Outlining goals, not just responding 

The roots of contemporary tensions in India-China relations are not civilisational but appear to emanate from the political ambitions of the Communist Party of China. Its vision of eventual global dominance is a threat to India’s interests and jeopardises the international liberal order. If India succumbs to accommodating China as the Asian hegemon, it may also seal the fate of a very large population belonging to the Indian subcontinent, Africa, ASEAN and East Asia. India is among the top six countries in the world in military and economic size, its role in global geopolitics is crucial and therefore an enlarged web of partnerships is a political and strategic imperative. The stakes are high.

India’s contemporary complex web of cross-cutting relationships in bilateral and multilateral formats is a reflection of its pursuit of improving ties on the basis of mutual interest. Even if China continues to push the notion that nothing has changed, for India, quite a lot has changed.

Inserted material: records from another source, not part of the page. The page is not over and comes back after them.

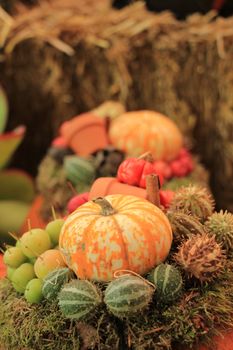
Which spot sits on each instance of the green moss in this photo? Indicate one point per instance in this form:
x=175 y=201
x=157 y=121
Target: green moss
x=42 y=327
x=200 y=313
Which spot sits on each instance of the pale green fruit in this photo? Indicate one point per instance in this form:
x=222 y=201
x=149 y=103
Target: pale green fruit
x=14 y=257
x=35 y=242
x=33 y=292
x=22 y=275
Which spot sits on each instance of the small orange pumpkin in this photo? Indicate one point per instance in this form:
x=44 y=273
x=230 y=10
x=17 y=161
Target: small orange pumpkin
x=114 y=233
x=141 y=131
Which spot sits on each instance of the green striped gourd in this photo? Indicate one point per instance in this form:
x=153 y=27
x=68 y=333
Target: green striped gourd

For India, major challenges notwithstanding, cooperation based on mutual interests should be the strategic mantra. The political leadership must be prepared for the pushbacks and tensions cross-cutting alignments will generate. Therefore, as warranted by specific political and strategic contexts, India’s strategic partnerships must be structured by identifying with whom, how and for what purpose collaborative efforts are undertaken. Specifically, in the India China context, outlining the guidance value of the strategic considerations could to a great extent help us firm up some crucial aspects of India’s national security strategy, which unfortunately has continued to remain in the delivery mode for nearly three years now.

Lt Gen Prakash Menon is Director, Strategic Studies Programme, Takshashila Institution, Bangalore and former Military Adviser, National Security Council Secretariat. Views are personal.